No major cable operator hates paying broadcasters for the right to retransmit their free over-the-air programming more than Cablevision. Last year, it allowed ABC and Fox stations to go dark on Cablevision systems while trying to hammer out payment deals. So it’s interesting to see the three-point plan that Cablevision submitted to the FCC today to ensure that subscribers aren’t deprived from seeing the Oscars or the World Series while companies work out their differences.
First, it wants regulators to prevent broadcasters from packaging their services in a way that would require pay TV services to carry cable channels they don’t want in order to land programming from a must-have network such as ABC, CBS, Fox and NBC. Second, if the cable operator can’t strike a deal with a network’s local station, then Cablevision wants the freedom to cut deals that would enable it to import signals from out-of-market network affiliates. And, third, Cablevision wants to be able to publicize the fees that broadcasters want.

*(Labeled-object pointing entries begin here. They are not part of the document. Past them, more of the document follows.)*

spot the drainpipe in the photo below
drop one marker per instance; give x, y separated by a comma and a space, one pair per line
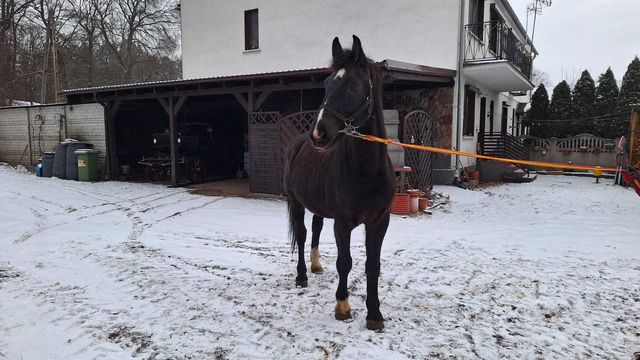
459, 83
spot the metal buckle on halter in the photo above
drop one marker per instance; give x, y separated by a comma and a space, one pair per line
350, 129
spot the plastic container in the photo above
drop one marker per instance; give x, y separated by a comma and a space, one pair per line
47, 164
401, 204
423, 203
87, 164
72, 160
415, 202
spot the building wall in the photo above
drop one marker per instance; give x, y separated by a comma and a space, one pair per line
48, 126
296, 34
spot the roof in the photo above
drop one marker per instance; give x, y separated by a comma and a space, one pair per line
390, 65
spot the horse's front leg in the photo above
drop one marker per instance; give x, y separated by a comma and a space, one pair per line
342, 231
296, 219
316, 228
375, 232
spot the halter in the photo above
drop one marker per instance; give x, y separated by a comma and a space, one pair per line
349, 128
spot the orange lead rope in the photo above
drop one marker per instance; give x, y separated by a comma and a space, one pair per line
462, 153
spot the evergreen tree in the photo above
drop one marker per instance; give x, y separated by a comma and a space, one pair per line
583, 100
539, 111
606, 103
561, 109
629, 96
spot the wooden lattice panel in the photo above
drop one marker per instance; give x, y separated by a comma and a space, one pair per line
418, 129
264, 153
292, 126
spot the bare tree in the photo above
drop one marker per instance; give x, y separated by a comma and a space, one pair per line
12, 13
132, 27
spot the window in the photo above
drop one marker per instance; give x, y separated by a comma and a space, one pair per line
251, 30
476, 17
469, 113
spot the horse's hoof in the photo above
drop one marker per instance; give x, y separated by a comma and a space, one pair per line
375, 325
343, 316
343, 310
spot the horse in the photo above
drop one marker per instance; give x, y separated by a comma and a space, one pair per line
341, 177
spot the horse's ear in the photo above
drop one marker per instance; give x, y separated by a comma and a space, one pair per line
336, 49
357, 50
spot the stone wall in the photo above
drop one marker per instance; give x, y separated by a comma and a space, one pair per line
438, 102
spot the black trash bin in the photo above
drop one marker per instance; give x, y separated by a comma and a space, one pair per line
60, 161
72, 159
47, 164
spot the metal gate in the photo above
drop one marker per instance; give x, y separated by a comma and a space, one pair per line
265, 153
293, 125
418, 129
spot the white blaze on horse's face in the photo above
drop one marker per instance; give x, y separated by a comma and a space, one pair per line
316, 133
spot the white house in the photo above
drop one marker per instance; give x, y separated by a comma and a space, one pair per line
456, 71
482, 40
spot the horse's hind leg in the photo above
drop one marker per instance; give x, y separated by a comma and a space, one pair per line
375, 232
316, 228
342, 232
299, 232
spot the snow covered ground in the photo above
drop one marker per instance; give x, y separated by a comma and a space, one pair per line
117, 270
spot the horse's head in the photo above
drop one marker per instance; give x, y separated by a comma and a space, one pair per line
348, 94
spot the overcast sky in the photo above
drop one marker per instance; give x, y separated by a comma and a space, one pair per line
573, 35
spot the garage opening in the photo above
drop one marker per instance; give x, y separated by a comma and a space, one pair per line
212, 136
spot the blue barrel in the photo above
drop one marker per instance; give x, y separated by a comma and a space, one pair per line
60, 161
72, 159
47, 164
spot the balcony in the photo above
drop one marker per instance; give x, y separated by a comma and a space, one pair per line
496, 58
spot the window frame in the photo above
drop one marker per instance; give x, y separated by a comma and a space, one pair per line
251, 30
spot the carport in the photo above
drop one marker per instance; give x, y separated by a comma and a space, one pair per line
136, 113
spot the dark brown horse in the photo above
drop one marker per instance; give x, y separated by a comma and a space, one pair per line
344, 178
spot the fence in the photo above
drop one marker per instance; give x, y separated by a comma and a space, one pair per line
583, 149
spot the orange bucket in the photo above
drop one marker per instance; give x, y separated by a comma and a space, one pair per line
401, 204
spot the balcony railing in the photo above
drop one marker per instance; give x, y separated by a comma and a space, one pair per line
494, 40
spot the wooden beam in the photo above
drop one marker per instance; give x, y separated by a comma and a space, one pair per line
261, 99
216, 91
165, 104
179, 103
242, 101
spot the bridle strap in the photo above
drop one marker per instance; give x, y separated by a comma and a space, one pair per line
348, 121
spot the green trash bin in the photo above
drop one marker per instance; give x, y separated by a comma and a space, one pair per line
87, 164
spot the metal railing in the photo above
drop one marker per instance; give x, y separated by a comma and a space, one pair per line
494, 40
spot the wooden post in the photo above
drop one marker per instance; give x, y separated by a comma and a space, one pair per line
173, 134
29, 139
110, 111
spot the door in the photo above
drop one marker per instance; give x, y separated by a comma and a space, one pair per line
264, 152
491, 110
483, 116
505, 118
483, 121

“Consumers are the ones who are harmed when broadcasters pull or threaten to pull their networks from cable systems,” Cablevision COO Tom Rutledge says.
Sound like a consumer-friendly plan? “I guess the answer is ‘maybe,’ ” says Media Access Project Policy Director Andy Schwartzman. He says it’s “unclear” whether the FCC has the right to tell network owners how to sell their channels. Also, giving pay TV services the opportunity to import signals from out-of-market network affiliates “could have an adverse effect on localism,” he says.
Cable and satellite companies say that consumers will end up bearing the brunt of broadcasters’ growing efforts to receive cash for their over-the-air transmissions. Pay TV operators will pay $3.6 billion for these deals in 2017, up from $1.1 billion last year, research firm SNL Kagan estimated this week.